2009-06-28 16:10:07

by Arjan van de Ven

[permalink] [raw]
Subject: kerneloops.org report for the week

Few "highlights" this week
* mem_cgroup_add_lru_list (rank 2) is a high rising issue;
it's list corruption, question is why this is new
* rank 13 (memcmp in the raid code) is also new
* the warning in get_free_pages that has been discussed on lkml is dropping
from the ranks again


This week, a total of 15273 oopses and warnings have been reported,
compared to 13384 reports in the previous week.
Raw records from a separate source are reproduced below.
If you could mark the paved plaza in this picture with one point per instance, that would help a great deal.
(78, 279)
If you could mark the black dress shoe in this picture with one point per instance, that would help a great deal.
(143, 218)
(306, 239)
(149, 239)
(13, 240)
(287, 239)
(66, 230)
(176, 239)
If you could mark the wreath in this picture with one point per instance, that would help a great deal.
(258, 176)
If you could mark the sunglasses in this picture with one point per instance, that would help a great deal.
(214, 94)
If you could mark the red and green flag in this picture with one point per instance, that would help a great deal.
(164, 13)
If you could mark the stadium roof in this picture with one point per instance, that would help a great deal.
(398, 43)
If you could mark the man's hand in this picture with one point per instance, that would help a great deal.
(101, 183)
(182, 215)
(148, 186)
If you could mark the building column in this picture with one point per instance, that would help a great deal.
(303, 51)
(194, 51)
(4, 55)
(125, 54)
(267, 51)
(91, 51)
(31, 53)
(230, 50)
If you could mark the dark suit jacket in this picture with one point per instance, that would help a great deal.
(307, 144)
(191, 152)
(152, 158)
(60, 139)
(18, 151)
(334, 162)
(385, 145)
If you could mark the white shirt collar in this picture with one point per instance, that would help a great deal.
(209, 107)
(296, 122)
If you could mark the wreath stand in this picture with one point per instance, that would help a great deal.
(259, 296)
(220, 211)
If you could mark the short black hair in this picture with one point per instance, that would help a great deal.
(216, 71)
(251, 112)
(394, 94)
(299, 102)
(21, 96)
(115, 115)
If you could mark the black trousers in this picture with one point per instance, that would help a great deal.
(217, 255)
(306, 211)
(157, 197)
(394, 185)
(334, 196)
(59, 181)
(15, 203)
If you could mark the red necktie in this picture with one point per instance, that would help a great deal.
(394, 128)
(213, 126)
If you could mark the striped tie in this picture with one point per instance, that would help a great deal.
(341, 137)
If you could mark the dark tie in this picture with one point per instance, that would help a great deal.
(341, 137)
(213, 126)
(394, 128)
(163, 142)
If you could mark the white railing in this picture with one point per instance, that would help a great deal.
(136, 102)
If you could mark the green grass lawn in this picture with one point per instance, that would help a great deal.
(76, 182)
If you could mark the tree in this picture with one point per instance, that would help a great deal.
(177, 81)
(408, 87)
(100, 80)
Rank 1: i915_gem_set_tiling (warning)
Reported 2754 times (8928 total reports)
[gem] Failure in the tiling code
This warning was last seen in version 2.6.31-rc0-git15, and first seen in 2.6.29-rc2.
More info: http://www.kerneloops.org/searchweek.php?search=i915_gem_set_tiling

Rank 2: mem_cgroup_add_lru_list (warn)
Reported 1554 times (1622 total reports)
List corruption in the VM code
This oops was last seen in version 2.6.30-git19, and first seen in 2.6.29.
More info: http://www.kerneloops.org/searchweek.php?search=mem_cgroup_add_lru_list

Rank 3: getnstimeofday (warning)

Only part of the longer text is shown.